PHI 3.5 MoE Instruct surpasses many large-scale models like Mistral and Llama in specific tasks such as multi-lingual support and reasoning tasks. With 42B parameters in total but activating only 6.6B at a time, it is highly efficient, particularly in language modeling and understanding. It offers a balance of scalability, performance, and safety, in addition to being cost-effective for commercial use. The model has been benchmarked against several high-performance models and shows superior results in multi-lingual and task-specific areas like summarization and code generation.

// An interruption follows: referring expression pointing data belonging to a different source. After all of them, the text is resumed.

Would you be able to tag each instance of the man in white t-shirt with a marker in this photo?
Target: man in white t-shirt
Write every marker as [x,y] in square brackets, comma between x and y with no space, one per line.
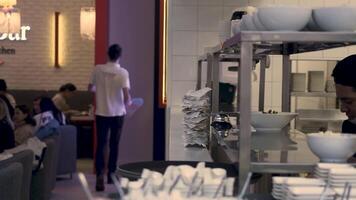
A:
[111,84]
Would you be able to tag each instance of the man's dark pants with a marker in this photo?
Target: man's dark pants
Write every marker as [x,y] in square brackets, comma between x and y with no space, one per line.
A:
[104,124]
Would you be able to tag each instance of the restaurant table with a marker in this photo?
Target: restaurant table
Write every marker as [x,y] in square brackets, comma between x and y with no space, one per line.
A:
[283,152]
[85,136]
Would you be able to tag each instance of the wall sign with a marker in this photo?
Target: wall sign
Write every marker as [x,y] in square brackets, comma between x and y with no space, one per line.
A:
[16,36]
[5,51]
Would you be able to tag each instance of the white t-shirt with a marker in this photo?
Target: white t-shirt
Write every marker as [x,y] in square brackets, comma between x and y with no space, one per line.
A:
[109,80]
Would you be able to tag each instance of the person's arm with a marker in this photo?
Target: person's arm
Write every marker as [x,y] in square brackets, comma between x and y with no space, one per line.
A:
[91,85]
[127,96]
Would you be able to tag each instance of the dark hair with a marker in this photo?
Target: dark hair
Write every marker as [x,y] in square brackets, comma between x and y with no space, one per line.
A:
[344,72]
[25,110]
[3,85]
[114,52]
[8,104]
[46,104]
[68,87]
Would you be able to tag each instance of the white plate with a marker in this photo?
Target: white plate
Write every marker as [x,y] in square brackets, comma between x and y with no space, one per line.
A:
[328,166]
[342,172]
[305,182]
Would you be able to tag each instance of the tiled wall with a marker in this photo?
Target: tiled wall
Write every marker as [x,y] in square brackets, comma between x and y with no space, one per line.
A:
[194,25]
[32,66]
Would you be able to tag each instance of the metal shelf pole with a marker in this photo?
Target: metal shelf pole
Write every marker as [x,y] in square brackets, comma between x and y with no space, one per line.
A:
[215,84]
[261,101]
[200,66]
[286,74]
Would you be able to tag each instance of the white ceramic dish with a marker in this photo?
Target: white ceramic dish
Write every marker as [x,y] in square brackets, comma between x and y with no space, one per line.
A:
[316,82]
[335,18]
[258,24]
[336,148]
[268,121]
[284,18]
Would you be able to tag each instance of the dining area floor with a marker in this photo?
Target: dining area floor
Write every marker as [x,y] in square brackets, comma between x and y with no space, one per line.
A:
[70,188]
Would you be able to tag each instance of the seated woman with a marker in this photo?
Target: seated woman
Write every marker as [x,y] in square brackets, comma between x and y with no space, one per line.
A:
[3,91]
[24,124]
[7,140]
[48,120]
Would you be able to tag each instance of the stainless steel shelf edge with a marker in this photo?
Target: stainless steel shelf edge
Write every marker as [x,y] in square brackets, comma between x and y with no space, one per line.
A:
[313,94]
[289,36]
[281,168]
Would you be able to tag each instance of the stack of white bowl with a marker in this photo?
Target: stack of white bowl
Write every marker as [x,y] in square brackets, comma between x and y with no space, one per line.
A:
[196,109]
[282,185]
[342,18]
[297,18]
[322,169]
[338,177]
[276,18]
[309,193]
[332,147]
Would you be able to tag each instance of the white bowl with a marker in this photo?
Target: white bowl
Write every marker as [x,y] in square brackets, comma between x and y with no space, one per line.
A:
[332,147]
[258,23]
[284,18]
[335,18]
[271,121]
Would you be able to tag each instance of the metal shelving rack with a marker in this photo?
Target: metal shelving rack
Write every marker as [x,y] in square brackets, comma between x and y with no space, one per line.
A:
[248,45]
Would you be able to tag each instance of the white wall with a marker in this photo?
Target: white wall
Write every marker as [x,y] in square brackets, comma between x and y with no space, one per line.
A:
[32,66]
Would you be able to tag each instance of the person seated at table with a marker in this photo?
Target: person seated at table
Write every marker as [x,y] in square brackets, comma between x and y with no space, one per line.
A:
[66,91]
[344,75]
[7,140]
[48,120]
[24,124]
[3,91]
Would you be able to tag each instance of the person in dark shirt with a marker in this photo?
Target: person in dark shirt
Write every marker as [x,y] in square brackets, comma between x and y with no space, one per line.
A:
[7,138]
[344,75]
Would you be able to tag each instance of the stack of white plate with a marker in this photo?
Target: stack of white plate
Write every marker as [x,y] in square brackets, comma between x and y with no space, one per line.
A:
[281,185]
[322,169]
[309,193]
[338,177]
[196,109]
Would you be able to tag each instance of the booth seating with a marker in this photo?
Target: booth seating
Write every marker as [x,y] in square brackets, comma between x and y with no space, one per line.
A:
[24,158]
[79,101]
[10,180]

Category | Benchmark | Phi-3.5-MoE-instruct | Mistral-Nemo-12B-instruct-2407 | Llama-3.1-8B-instruct | Gemma-2-9b-It | Gemini-1.5-Flash | GPT-40-mini-2024-07-18 (Chat) |
---|---|---|---|---|---|---|---|
Popular aggregated benchmark | Arena Hard | 37.9 | 39.4 | 25.7 | 42.0 | 55.2 | 75.0 |
Popular aggregated benchmark | BigBench Hard CoT (0-shot) | 79.1 | 60.2 | 63.4 | 63.5 | 66.7 | 80.4 |
Popular aggregated benchmark | MMLU (5-shot) | 78.9 | 67.2 | 68.1 | 71.3 | 78.7 | 77.2 |
Popular aggregated benchmark | MMLU-Pro (0-shot, CoT) | 54.3 | 40.7 | 44.0 | 50.1 | 57.2 | 62.8 |
Reasoning | ARC Challenge (10-shot) | 91.0 | 84.8 | 83.1 | 89.8 | 92.8 | 93.5 |
Reasoning | BoolQ (2-shot) | 84.6 | 82.5 | 82.8 | 85.7 | 85.8 | 88.7 |
Reasoning | GPQA (0-shot, CoT) | 36.8 | 28.6 | 26.3 | 29.2 | 37.5 | 41.1 |
Reasoning | HellaSwag (5-shot) | 83.8 | 76.7 | 73.5 | 80.9 | 67.5 | 87.1 |
Reasoning | OpenBookQA (10-shot) | 89.6 | 84.4 | 84.8 | 89.6 | 89.0 | 90.0 |
Reasoning | PIQA (5-shot) | 88.6 | 83.5 | 81.2 | 83.7 | 87.5 | 88.7 |
Reasoning | Social IQA (5-shot) | 78.0 | 75.3 | 71.8 | 74.7 | 77.8 | 82.9 |
Reasoning | TruthfulQA (MC2) (10-shot) | 77.5 | 68.1 | 69.2 | 76.6 | 76.6 | 78.2 |
Reasoning | WinoGrande (5-shot) | 81.3 | 70.4 | 64.7 | 74.0 | 74.7 | 76.9 |
Multi-lingual | MMLU (5-shot) | 69.9 | 58.9 | 56.2 | 63.8 | 77.2 | 72.9 |
Math | MGSM (0-shot CoT) | 58.7 | 63.3 | 56.7 | 75.1 | 75.8 | 81.7 |
Math | GSM8K (8-shot, CoT) | 88.7 | 84.2 | 82.4 | 84.9 | 82.4 | 91.3 |
Math | MATH (0-shot, CoT) | 59.5 | 31.2 | 47.6 | 50.9 | 38.0 | 70.2 |
Long context | Qasper | 40.0 | 30.7 | 37.2 | 13.9 | 43.5 | 39.8 |
Long context | SQUALITY | 24.1 | 25.8 | 26.2 | 0.0 | 23.5 | 23.8 |
Code Generation | HumanEval (0-shot) | 70.7 | 63.4 | 66.5 | 61.0 | 74.4 | 86.6 |
Code Generation | MBPP (3-shot) | 80.8 | 68.1 | 69.4 | 69.3 | 77.5 | 84.1 |
Average | Average | 69.2 | 61.3 | 61.0 | 63.3 | 68.5 | 74.9 |
The PHI 3.5 MoE model was developed by a large team of experts at Microsoft, specializing in AI and responsible machine learning. The team worked across multiple global regions, leveraging Microsoft’s AI expertise and focusing on ethical development to ensure robust safety and performance.
Microsoft provides substantial community support for the PHI 3.5 model, including a dedicated GitHub repository and Azure AI Studio resources. The model is available for developers and data scientists to experiment with through accessible API deployments, and the community offers ongoing updates and discussions around best practices.